A satellite from the SpaceX Starlink network traces the night sky. SpaceX has indicated it intends to launch 42,000 of them. (Getty Images)
WASHINGTON — The U.S. Federal Communications Commission on Thursday authorized Elon Musk’s SpaceX to use its Starlink satellite internet network with moving vehicles, green-lighting the company’s plan to expand broadband offerings to commercial airlines, shipping vessels and trucks.
Starlink, a fast-growing constellation of internet-beaming satellites in orbit, has long sought to grow its customer base from individual broadband users in rural, internet-poor locations to enterprise customers in the potentially lucrative automotive, shipping and airline sectors.
“Authorizing a new class of terminals for SpaceX’s satellite system will expand the range of broadband capabilities to meet the growing user demands that now require connectivity while on the move,” the FCC said in its authorization published Thursday, echoing plans outlined in SpaceX’s request for the approval early last year.
SpaceX has steadily launched some 2,700 Starlink satellites to low-Earth orbit since 2019 and has amassed hundreds of thousands of subscribers, including many who pay $110 a month for broadband internet using $599 self-install terminal kits.

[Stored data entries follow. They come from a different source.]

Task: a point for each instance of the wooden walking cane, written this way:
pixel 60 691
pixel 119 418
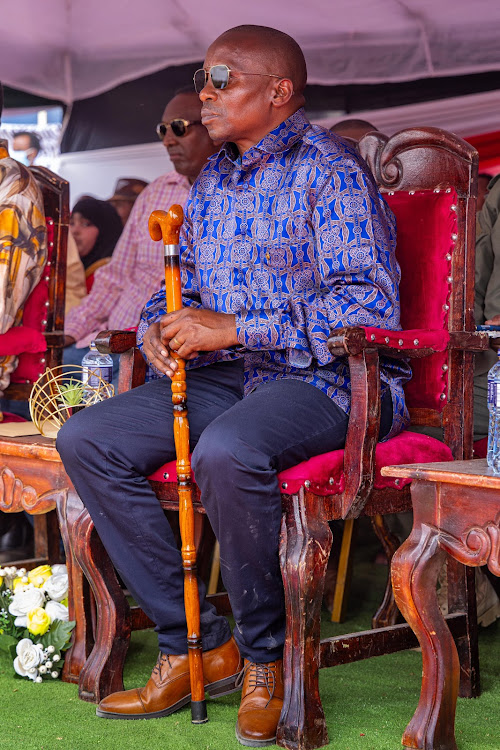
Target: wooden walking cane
pixel 167 226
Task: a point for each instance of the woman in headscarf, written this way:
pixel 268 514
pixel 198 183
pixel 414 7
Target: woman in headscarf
pixel 96 227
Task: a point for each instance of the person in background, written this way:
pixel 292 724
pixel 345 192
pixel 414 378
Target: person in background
pixel 483 180
pixel 136 270
pixel 26 146
pixel 353 129
pixel 96 228
pixel 126 192
pixel 487 297
pixel 23 252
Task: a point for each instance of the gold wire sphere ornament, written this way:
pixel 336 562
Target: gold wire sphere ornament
pixel 60 392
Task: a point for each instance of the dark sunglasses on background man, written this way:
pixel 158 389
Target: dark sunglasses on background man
pixel 179 127
pixel 220 75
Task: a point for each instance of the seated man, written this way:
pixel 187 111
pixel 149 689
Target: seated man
pixel 136 269
pixel 285 237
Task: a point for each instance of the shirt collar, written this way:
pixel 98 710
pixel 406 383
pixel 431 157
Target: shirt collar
pixel 282 138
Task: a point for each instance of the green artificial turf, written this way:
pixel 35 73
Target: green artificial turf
pixel 367 704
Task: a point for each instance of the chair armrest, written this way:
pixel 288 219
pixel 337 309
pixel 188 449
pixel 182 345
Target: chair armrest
pixel 115 342
pixel 413 343
pixel 132 363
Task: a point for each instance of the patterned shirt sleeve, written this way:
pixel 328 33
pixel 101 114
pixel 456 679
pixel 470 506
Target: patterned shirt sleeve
pixel 352 285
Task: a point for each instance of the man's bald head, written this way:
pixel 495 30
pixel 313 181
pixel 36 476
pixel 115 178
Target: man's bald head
pixel 278 52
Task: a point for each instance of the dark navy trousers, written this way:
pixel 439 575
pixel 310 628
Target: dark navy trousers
pixel 239 445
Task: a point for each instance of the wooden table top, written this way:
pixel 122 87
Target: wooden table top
pixel 32 446
pixel 474 473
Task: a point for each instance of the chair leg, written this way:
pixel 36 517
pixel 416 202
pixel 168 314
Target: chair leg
pixel 344 571
pixel 305 545
pixel 388 613
pixel 415 569
pixel 102 673
pixel 69 507
pixel 214 571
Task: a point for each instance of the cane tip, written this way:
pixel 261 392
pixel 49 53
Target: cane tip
pixel 199 712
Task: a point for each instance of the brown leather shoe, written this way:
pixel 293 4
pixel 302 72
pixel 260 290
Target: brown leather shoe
pixel 169 689
pixel 261 703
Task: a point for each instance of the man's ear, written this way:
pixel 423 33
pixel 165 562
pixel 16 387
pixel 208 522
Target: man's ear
pixel 283 92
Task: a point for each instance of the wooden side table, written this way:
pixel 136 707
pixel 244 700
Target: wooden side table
pixel 456 511
pixel 32 479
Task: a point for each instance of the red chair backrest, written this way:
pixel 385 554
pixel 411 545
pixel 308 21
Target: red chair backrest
pixel 427 230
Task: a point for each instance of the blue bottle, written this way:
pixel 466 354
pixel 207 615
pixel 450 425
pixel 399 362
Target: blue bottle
pixel 96 365
pixel 494 419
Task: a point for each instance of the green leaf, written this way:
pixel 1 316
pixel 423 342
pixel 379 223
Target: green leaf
pixel 58 635
pixel 71 393
pixel 6 641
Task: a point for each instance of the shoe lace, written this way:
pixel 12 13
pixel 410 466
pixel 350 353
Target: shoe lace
pixel 259 675
pixel 159 664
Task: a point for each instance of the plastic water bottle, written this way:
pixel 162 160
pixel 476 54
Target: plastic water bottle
pixel 494 421
pixel 96 365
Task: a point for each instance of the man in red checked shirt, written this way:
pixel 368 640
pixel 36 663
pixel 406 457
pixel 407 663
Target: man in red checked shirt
pixel 136 269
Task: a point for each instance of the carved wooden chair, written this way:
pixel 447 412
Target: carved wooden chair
pixel 39 342
pixel 429 177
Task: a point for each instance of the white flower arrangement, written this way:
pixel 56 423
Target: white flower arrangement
pixel 34 619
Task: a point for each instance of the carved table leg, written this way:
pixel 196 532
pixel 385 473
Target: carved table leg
pixel 69 506
pixel 415 568
pixel 305 545
pixel 102 673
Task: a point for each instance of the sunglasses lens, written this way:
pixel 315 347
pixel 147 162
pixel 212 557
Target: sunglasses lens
pixel 178 128
pixel 200 79
pixel 220 76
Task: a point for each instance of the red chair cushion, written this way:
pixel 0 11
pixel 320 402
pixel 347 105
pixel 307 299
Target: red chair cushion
pixel 8 417
pixel 427 228
pixel 21 339
pixel 325 473
pixel 481 448
pixel 32 360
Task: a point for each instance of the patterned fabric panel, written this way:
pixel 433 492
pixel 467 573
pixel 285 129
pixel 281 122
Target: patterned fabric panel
pixel 31 366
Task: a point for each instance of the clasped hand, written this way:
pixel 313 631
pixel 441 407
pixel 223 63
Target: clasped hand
pixel 187 332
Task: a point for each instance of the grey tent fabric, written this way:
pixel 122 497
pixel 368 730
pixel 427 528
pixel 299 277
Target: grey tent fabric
pixel 73 49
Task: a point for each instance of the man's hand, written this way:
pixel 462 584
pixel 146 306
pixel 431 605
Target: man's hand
pixel 187 332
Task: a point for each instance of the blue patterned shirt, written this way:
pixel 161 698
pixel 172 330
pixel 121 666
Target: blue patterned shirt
pixel 294 239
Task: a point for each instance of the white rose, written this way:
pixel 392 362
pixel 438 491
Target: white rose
pixel 57 586
pixel 24 601
pixel 29 656
pixel 56 611
pixel 59 570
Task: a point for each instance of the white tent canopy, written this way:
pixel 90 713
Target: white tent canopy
pixel 74 49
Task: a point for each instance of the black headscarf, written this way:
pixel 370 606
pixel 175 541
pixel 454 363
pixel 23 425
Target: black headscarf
pixel 105 218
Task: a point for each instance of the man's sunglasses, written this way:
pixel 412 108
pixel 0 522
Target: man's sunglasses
pixel 220 75
pixel 179 127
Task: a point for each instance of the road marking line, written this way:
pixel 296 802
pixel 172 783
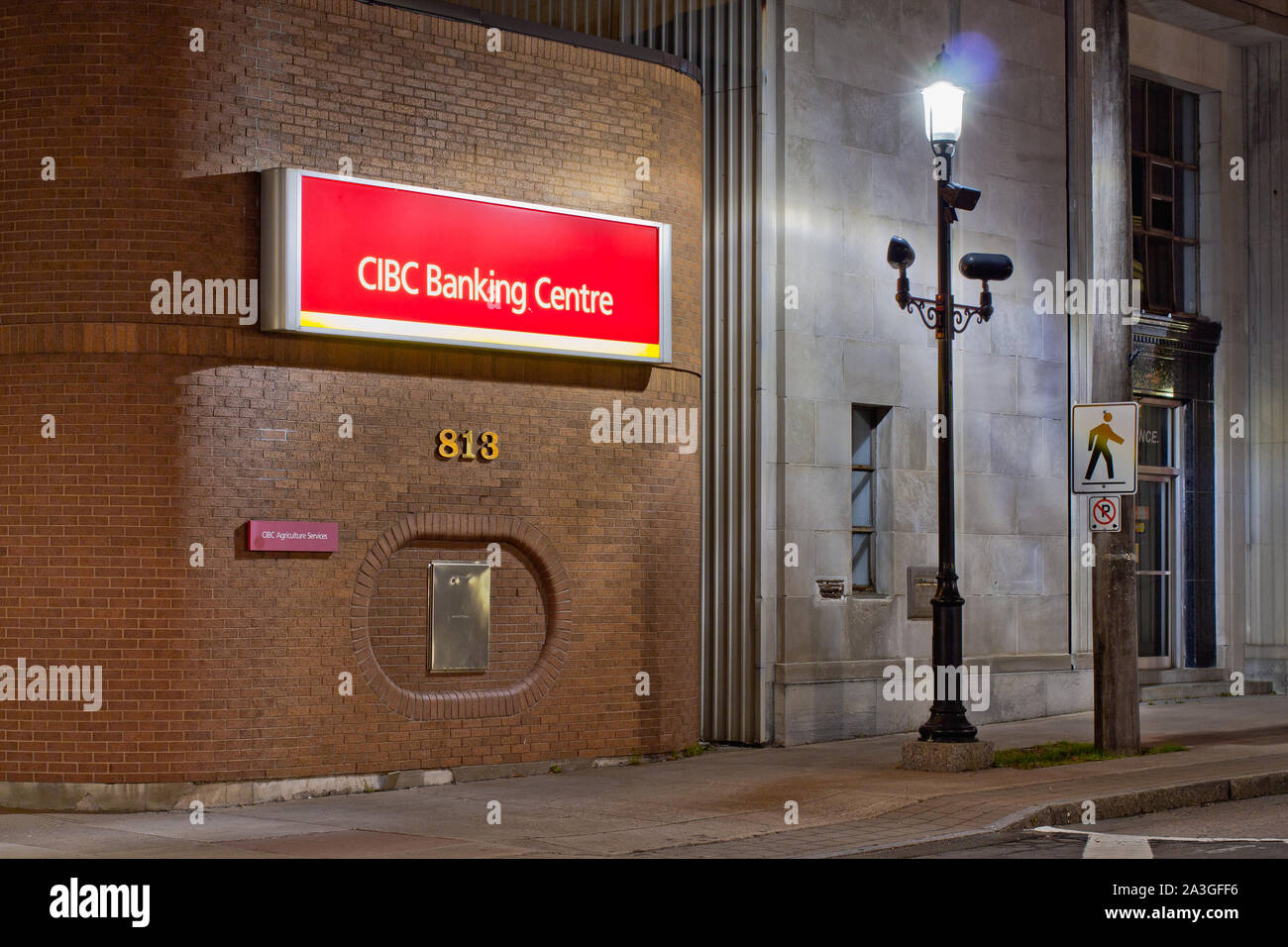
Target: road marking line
pixel 1117 847
pixel 1151 838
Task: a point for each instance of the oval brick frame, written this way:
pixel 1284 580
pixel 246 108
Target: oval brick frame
pixel 452 705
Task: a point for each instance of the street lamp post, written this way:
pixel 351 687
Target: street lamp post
pixel 943 107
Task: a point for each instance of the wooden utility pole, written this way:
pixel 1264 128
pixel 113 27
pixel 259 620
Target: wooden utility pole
pixel 1113 583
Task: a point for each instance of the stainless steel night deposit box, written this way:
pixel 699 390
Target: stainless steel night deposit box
pixel 460 595
pixel 922 581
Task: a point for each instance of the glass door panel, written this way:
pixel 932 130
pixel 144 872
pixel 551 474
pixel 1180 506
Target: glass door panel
pixel 1154 566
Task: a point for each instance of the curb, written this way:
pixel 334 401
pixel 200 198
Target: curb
pixel 1119 805
pixel 168 796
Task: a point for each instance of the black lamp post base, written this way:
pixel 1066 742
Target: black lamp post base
pixel 948 724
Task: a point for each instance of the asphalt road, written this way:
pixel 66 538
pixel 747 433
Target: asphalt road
pixel 1248 828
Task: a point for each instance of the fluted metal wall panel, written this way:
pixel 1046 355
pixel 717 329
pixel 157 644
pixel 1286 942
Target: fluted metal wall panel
pixel 1266 103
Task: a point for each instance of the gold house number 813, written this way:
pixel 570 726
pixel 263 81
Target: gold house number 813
pixel 451 445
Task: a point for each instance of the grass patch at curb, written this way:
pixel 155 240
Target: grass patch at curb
pixel 1063 753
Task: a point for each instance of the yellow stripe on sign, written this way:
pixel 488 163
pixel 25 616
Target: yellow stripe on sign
pixel 432 331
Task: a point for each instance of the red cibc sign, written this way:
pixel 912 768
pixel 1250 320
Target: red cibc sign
pixel 364 258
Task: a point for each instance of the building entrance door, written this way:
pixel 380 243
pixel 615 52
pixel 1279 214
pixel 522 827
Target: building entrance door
pixel 1157 528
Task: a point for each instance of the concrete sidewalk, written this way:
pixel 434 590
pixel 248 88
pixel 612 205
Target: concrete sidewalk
pixel 851 797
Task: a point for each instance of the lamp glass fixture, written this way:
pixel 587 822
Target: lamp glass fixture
pixel 943 103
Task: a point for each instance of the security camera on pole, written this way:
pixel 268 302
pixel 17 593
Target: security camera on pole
pixel 948 740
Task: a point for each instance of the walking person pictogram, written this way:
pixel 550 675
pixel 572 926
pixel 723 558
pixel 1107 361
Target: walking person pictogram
pixel 1098 442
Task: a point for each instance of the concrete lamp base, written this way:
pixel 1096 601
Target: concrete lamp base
pixel 947 758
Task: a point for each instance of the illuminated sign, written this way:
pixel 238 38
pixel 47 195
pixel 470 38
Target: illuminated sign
pixel 291 535
pixel 365 258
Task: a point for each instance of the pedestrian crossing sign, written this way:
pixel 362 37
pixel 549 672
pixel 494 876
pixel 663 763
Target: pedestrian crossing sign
pixel 1104 449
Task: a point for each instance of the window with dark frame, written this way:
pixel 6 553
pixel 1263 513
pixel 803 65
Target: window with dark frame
pixel 863 491
pixel 1164 196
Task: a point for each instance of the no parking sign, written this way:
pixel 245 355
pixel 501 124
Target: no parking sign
pixel 1104 513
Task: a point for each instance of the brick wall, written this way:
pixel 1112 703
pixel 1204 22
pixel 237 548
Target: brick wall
pixel 176 429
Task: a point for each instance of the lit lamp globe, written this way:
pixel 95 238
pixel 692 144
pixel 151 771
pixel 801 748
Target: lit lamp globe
pixel 943 103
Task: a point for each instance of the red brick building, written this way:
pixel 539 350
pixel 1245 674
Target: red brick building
pixel 176 429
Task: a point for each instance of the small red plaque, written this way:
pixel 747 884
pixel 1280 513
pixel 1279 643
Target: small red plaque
pixel 287 535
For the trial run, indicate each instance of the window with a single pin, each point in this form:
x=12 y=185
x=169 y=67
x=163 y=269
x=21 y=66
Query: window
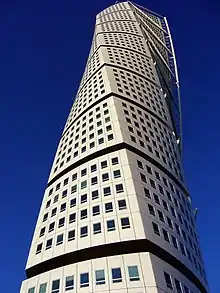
x=125 y=223
x=105 y=177
x=83 y=214
x=151 y=209
x=119 y=188
x=42 y=231
x=39 y=248
x=69 y=283
x=51 y=227
x=61 y=222
x=83 y=198
x=64 y=193
x=83 y=184
x=96 y=228
x=62 y=207
x=59 y=239
x=107 y=191
x=156 y=228
x=174 y=241
x=122 y=204
x=116 y=275
x=95 y=194
x=143 y=178
x=45 y=217
x=108 y=207
x=95 y=210
x=72 y=218
x=94 y=180
x=104 y=164
x=83 y=172
x=110 y=225
x=100 y=277
x=49 y=243
x=43 y=288
x=55 y=286
x=114 y=161
x=186 y=289
x=93 y=168
x=83 y=231
x=84 y=280
x=133 y=273
x=166 y=235
x=71 y=235
x=73 y=188
x=73 y=202
x=178 y=286
x=168 y=281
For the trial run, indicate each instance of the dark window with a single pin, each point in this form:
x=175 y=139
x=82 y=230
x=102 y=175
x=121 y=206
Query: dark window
x=116 y=275
x=125 y=223
x=84 y=280
x=110 y=225
x=168 y=281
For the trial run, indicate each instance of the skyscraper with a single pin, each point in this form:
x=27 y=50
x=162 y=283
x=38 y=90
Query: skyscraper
x=116 y=215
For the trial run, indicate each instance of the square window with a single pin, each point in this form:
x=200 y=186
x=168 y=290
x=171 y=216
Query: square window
x=73 y=202
x=83 y=184
x=83 y=198
x=83 y=214
x=72 y=218
x=94 y=180
x=69 y=284
x=125 y=223
x=114 y=161
x=108 y=207
x=63 y=207
x=122 y=204
x=59 y=239
x=93 y=168
x=119 y=188
x=133 y=273
x=49 y=243
x=83 y=231
x=105 y=177
x=43 y=288
x=100 y=277
x=110 y=225
x=96 y=228
x=51 y=227
x=71 y=235
x=104 y=164
x=106 y=191
x=156 y=229
x=168 y=281
x=116 y=275
x=84 y=280
x=95 y=194
x=39 y=248
x=55 y=286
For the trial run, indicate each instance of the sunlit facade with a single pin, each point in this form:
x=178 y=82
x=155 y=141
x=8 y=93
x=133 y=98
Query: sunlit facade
x=116 y=215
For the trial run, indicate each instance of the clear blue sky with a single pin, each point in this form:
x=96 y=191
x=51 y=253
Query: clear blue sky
x=43 y=50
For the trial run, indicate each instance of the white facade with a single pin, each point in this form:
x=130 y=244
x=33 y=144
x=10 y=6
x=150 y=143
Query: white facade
x=116 y=215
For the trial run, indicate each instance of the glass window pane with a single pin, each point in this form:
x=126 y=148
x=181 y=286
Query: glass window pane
x=84 y=280
x=100 y=277
x=133 y=273
x=43 y=288
x=69 y=283
x=116 y=275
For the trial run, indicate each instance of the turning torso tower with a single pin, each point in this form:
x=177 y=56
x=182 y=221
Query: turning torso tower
x=116 y=215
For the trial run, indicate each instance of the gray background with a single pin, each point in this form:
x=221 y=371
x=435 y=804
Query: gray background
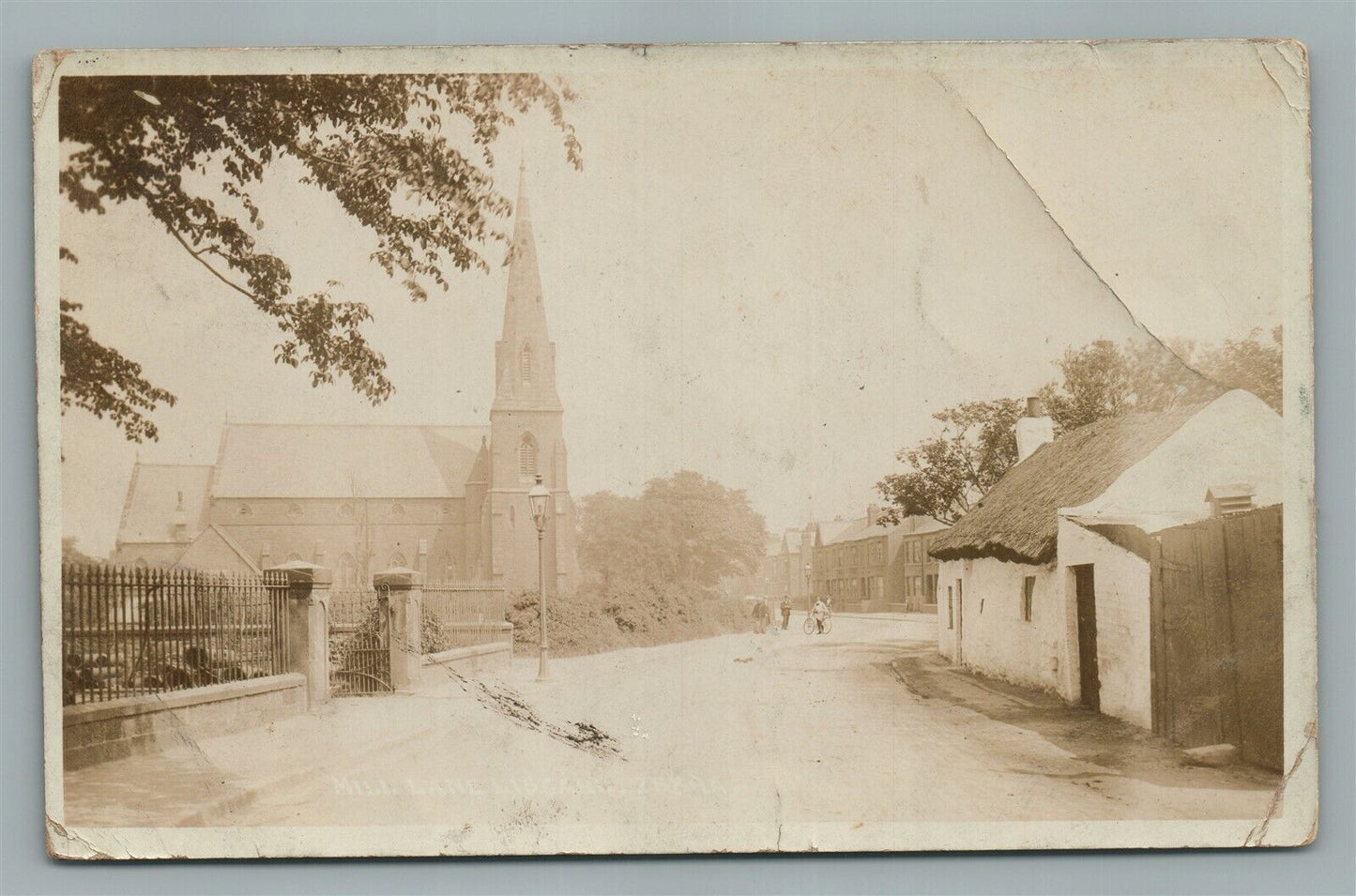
x=1329 y=29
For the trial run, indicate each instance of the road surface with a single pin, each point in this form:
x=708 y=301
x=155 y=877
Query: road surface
x=745 y=739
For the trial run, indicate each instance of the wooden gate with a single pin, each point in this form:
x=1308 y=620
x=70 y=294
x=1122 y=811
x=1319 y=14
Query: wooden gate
x=1215 y=622
x=359 y=644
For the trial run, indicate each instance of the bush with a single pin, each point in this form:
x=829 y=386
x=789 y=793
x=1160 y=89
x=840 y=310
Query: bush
x=633 y=615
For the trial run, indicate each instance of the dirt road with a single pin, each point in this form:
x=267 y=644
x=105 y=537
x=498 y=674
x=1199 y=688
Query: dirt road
x=746 y=739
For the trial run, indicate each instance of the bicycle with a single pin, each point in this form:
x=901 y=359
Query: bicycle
x=810 y=624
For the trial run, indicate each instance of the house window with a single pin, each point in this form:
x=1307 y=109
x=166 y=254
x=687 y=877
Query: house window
x=527 y=456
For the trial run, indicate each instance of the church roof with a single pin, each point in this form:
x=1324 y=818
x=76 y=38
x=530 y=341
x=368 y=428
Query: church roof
x=290 y=460
x=152 y=508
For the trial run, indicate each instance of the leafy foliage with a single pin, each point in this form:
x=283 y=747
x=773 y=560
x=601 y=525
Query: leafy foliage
x=384 y=145
x=624 y=615
x=950 y=472
x=1104 y=380
x=685 y=527
x=1253 y=363
x=104 y=383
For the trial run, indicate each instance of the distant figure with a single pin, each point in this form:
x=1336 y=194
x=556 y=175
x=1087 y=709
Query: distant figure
x=761 y=617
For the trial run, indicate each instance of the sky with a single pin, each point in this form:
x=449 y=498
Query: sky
x=770 y=276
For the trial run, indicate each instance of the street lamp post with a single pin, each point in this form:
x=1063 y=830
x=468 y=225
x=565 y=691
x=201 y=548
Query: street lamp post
x=537 y=500
x=810 y=594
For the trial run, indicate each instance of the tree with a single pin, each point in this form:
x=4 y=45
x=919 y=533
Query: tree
x=194 y=151
x=1103 y=380
x=684 y=529
x=1253 y=363
x=951 y=471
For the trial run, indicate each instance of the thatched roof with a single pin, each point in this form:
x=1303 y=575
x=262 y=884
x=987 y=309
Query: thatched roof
x=1017 y=518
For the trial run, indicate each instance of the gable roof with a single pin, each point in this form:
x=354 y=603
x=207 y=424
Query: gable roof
x=290 y=460
x=203 y=554
x=151 y=509
x=1017 y=518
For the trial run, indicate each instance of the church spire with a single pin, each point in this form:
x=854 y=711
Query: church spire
x=525 y=358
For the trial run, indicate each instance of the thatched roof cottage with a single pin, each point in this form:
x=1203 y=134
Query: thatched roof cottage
x=1044 y=585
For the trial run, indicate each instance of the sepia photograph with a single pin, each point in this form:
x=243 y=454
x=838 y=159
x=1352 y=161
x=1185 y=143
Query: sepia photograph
x=676 y=448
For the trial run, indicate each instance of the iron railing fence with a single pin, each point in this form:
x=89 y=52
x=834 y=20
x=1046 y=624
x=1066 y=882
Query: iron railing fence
x=464 y=615
x=359 y=643
x=128 y=631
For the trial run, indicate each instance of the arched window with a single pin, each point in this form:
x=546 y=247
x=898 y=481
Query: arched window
x=525 y=365
x=527 y=456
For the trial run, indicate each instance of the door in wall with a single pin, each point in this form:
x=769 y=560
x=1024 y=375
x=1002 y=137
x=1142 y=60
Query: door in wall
x=1087 y=600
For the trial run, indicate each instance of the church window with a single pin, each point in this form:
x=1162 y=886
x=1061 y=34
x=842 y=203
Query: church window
x=527 y=456
x=347 y=570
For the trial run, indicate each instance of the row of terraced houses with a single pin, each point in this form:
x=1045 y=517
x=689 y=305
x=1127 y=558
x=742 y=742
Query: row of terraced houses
x=861 y=564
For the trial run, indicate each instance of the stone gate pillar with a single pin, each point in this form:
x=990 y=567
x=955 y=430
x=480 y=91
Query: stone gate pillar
x=308 y=625
x=404 y=591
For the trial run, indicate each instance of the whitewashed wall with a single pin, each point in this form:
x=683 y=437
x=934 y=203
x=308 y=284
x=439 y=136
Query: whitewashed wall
x=1120 y=582
x=996 y=639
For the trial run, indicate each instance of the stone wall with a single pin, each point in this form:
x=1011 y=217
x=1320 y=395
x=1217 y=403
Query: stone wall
x=134 y=725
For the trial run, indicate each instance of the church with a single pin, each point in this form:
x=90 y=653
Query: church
x=447 y=500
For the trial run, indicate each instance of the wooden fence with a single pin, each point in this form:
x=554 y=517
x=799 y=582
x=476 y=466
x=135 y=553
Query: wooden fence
x=1216 y=624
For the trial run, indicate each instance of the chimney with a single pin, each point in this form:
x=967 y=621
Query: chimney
x=1033 y=429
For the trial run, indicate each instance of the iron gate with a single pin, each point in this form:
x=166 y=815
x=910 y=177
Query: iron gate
x=359 y=644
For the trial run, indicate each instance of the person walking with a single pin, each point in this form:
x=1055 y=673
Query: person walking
x=819 y=613
x=761 y=617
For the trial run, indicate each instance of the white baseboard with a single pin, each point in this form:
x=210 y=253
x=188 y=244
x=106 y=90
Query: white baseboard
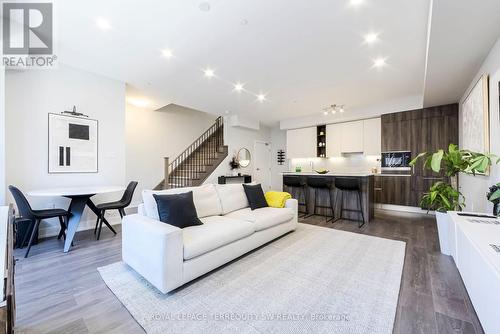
x=402 y=208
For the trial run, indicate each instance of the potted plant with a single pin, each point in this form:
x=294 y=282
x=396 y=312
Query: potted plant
x=442 y=196
x=494 y=197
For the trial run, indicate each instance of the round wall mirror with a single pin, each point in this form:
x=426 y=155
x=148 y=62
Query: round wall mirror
x=244 y=157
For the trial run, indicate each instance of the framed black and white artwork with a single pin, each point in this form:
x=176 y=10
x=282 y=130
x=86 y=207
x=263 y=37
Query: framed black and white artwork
x=72 y=144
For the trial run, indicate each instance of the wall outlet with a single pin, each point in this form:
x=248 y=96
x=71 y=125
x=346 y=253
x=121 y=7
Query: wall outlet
x=112 y=214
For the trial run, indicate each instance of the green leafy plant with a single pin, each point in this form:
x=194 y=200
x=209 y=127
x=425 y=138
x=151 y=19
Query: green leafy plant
x=494 y=194
x=455 y=161
x=443 y=197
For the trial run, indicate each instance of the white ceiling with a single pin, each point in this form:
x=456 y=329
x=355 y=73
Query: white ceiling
x=462 y=34
x=304 y=55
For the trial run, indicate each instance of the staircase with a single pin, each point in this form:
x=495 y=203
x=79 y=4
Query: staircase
x=198 y=161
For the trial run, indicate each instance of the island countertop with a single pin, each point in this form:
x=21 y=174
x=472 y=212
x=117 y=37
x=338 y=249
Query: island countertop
x=351 y=174
x=316 y=199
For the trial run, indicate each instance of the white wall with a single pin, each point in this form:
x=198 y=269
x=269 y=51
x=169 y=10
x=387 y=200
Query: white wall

The Hawthorne, California-based space company has focused heavily in recent years on courting airlines around Starlink for in-flight WiFi, having inked its first such deals in recent months with Hawaiian Airlines and semi-private jet service JSX.
“We’re obsessive about the passenger experience,” Jonathan Hofeller, Starlink’s commercial sales chief, said at an aviation conference earlier this month. “We’re going to be on planes here very shortly, so hopefully passengers are wowed by the experience.”
SpaceX, under an earlier experimental FCC license, has been testing aircraft-tailored Starlink terminals on Gulfstream jets and U.S. military aircraft.
Musk, the founder and CEO of SpaceX, has previously said that the types of vehicles Starlink was expected to be used with pursuant to Thursday’s authorization were aircraft, ships, large trucks and RVs. Musk, also the CEO of electric car maker Tesla Inc, had said he didn’t see “connecting Tesla cars to Starlink, as our terminal is much too big.”
Competition in the low-Earth orbiting satellite internet sector is fierce between SpaceX, satellite operator OneWeb, and Jeff Bezos’s Kuiper project, a unit of e-commerce giant Amazon.com which is planning to launch the first prototype satellites of its own broadband network later this year.